UNITED NATIONS - The bustling corridors of the United Nations are quiet. There are no lines in the cafeteria . The campus is being steadily dismantled in the 39-floor high-rise glass tower on New York's East River. And it's no longer any fun.
Completed in 1952, the landmark skyscraper now has water dripping through its roof, asbestos lining the ceiling tiles, a shortage of sprinklers and erratic heating and cooling systems. So it was time for a $1.87 billion overhaul, the costs divided among member states, with the United States paying some 22 percent or $413 million.
Three plans were drawn up in the past decade, each one more expensive than the last, and one is finally coming to fruition.
The skyscraper (known as the Secretariat building) will remain and is being gutted from the inside. Meanwhile, 3,300 of the more than 5,000 people have been relocated, the remainder by the first few months of 2010.
Many are scattered in office buildings around town while Secretary-General Ban Ki-moon and top executives are migrating to a three-story $140 million new building on the north lawn of the complex. Eventually the General Assembly, the Security Council and other conference rooms will move to this building also.
And there they will stay for three years, minimum, more likely five years.
But the human costs are high. Undersecretaries-general who head key departments are to surround the secretary-general in the new office building. However, their staff are scattered around town, some as far as Madison Avenue, five wide city blocks away. Face-to-face interaction between those in political affairs, peacekeeping, and humanitarian affairs, for example, is limited to planned meetings.
And the press is harbored in a library complex on the south side of the campus, a wing off the high-rise. Half have moved, including this reporter, (without TV connections or telephone but with wifi), the other half come early in 2010.
Except for stake-outs at corridors near the Security Council, casual contacts with diplomats and UN officials are disappearing quickly; the attraction of seeing so many people of diverse nationalities in one space is gone.
Wudda, Shudda, Cudda
It didn't have to be this way. The first plan was to take over a little-used park near the UN on 42nd street and build an office complex on it. Once it was complete, staff would be moved in. And once the glass palace was renovated, UN agencies, such as UNICEF or the UN Development Programme, now renting expensive office space in New York, would take over the new building. But that was too logical. The plan was squashed in 2005 by the New York legislature, angry about everything.
Then-State Senator Roy Goodman, a Republican, enlisted an array of distinguished New Yorkers, Democrat and Republican as well as Abraham Foxman, head of the Anti-Defamation League, to support the project, the UN being the city's number one tourist attraction. But in Albany, home of one of the most dysfunctional legislatures in the country, some state senators said UN Secretary-General Kofi Annan had to resign first while others spoke of an anti-Israel bias. Most paid no attention.

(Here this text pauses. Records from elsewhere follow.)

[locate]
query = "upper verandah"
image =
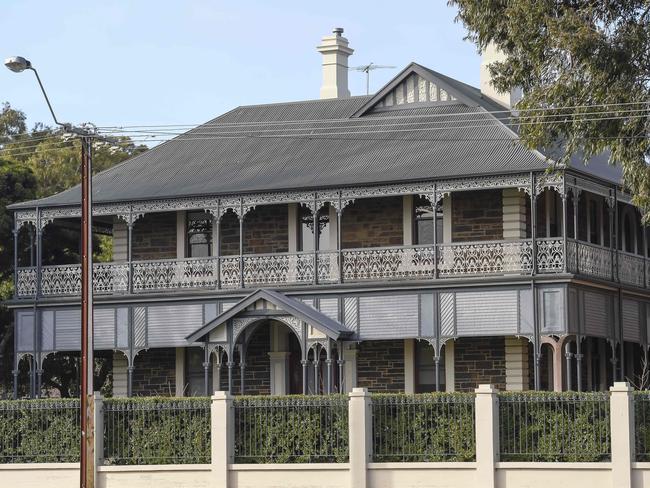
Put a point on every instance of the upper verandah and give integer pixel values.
(448, 131)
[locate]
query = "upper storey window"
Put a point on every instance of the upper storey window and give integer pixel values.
(199, 234)
(306, 229)
(423, 222)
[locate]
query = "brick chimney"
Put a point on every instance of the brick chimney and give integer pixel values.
(490, 55)
(335, 53)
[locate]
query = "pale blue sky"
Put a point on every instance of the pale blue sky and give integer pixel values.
(183, 62)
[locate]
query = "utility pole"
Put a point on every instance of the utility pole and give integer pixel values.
(87, 135)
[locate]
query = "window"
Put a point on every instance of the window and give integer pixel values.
(306, 229)
(194, 372)
(199, 234)
(594, 222)
(423, 222)
(425, 368)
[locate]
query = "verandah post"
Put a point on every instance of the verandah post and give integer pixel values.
(621, 417)
(486, 412)
(98, 412)
(360, 436)
(222, 441)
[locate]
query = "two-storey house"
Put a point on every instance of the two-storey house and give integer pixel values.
(401, 241)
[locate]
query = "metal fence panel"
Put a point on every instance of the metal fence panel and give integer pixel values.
(423, 427)
(642, 426)
(39, 431)
(291, 429)
(566, 427)
(157, 431)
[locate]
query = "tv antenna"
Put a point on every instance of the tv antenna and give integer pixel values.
(367, 68)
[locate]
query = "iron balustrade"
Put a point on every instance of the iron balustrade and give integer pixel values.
(157, 431)
(39, 431)
(548, 427)
(642, 426)
(291, 429)
(456, 260)
(423, 428)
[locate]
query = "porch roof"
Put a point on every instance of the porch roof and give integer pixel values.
(328, 326)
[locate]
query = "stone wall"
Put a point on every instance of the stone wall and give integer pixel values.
(477, 216)
(266, 230)
(373, 222)
(479, 360)
(154, 373)
(380, 365)
(154, 237)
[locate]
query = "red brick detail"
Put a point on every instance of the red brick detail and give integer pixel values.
(479, 360)
(154, 237)
(154, 373)
(477, 216)
(373, 222)
(380, 365)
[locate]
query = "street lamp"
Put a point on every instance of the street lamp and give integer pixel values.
(19, 64)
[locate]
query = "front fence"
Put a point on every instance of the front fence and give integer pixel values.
(39, 431)
(293, 429)
(554, 427)
(425, 427)
(157, 431)
(532, 427)
(642, 426)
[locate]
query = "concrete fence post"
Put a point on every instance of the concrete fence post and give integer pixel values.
(486, 411)
(222, 440)
(98, 439)
(621, 415)
(360, 436)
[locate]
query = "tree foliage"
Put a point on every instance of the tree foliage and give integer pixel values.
(33, 164)
(584, 67)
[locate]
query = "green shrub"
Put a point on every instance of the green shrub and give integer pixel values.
(423, 428)
(157, 431)
(642, 425)
(291, 429)
(39, 431)
(545, 426)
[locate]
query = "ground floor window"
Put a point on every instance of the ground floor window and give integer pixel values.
(194, 372)
(425, 368)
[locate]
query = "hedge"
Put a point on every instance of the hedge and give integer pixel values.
(291, 429)
(157, 431)
(423, 428)
(39, 431)
(547, 427)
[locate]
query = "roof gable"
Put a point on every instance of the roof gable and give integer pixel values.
(329, 327)
(414, 86)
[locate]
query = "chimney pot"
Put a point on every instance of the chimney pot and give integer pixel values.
(335, 51)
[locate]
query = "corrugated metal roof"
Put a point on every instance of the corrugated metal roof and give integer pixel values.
(326, 148)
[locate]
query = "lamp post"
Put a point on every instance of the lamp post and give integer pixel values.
(87, 469)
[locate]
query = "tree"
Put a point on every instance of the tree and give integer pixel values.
(36, 164)
(584, 67)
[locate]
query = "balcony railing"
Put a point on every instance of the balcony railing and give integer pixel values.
(458, 260)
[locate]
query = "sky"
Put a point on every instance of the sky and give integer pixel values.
(147, 62)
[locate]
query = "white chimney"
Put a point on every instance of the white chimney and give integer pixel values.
(335, 53)
(490, 55)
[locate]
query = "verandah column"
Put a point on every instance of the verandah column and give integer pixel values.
(222, 441)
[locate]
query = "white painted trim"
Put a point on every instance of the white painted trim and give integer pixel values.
(292, 209)
(446, 219)
(180, 234)
(450, 364)
(409, 365)
(180, 371)
(407, 219)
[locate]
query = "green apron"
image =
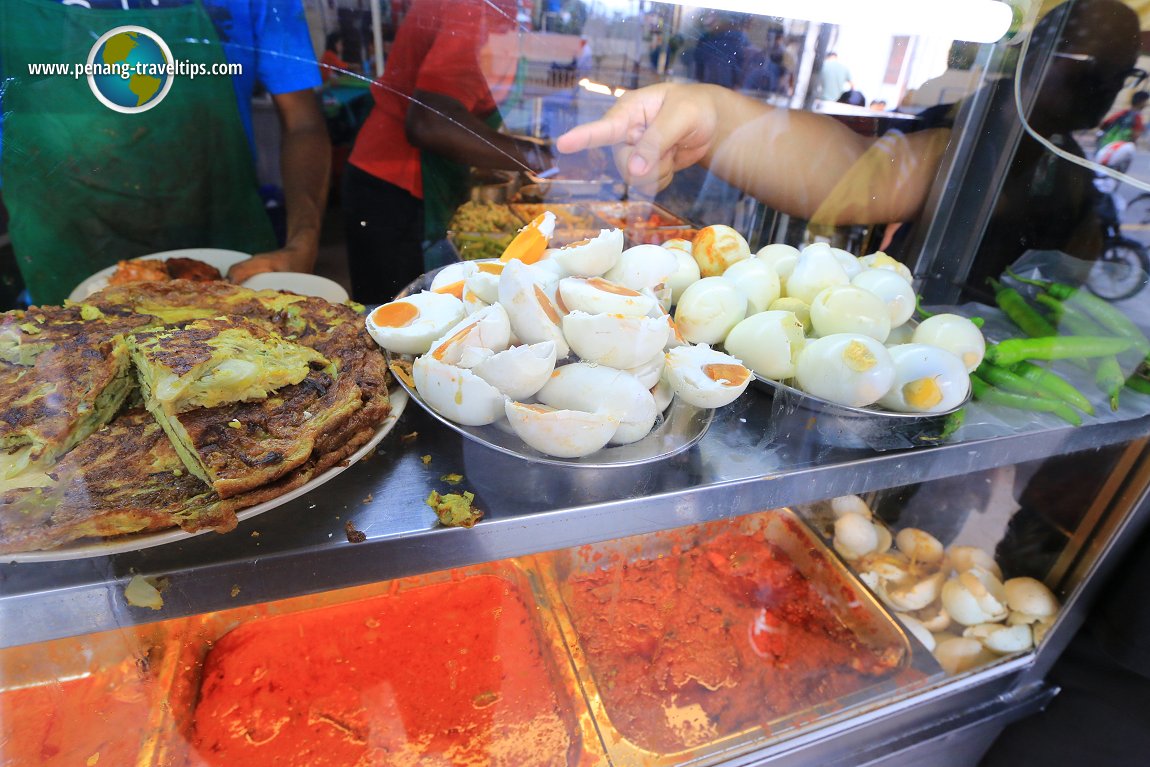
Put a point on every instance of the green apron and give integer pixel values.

Inside the building things got so bad, Mayor Michael Bloomberg forbid New York schoolchildren to visit the United Nations two years ago unless new sprinkler systems and fire-proof doors were installed, many of which took place, costing millions.
The new building will be as green as reconstruction allows. Total energy consumption is expected to be reduced by 50 per cent compared to the present. The carbon footprint will be reduced by over 45 per cent. The consumption of fresh water will be reduced by over 40 per cent. Renovation in the building's basement involves the installation of 14 kilometers of water piping, 65 kilometers of electrical conduits and more than 60 kilometers of telecommunications conduits. An equal amount of deteriorated materials are expected to be removed, representing almost a quarter of the construction activity of the entire project.
In charge of the project, known as the Capital Master Plan, is Michael Adlerstein, a Brooklyn-born former National Park Service architect involved in the preservation of Ellis Island, the Statute of Liberty and the Taj Mahal. He told a recent news conference that the renovation "should last forever," providing there is proper maintenance every 10 to 15 years. "There are buildings that are hundreds of years old that survive very well."
But in a place like the United Nations, renovation is not high on the agenda so it is put off for years, for decades until there is a crisis "where you have to vacate and do it wholesale," he said.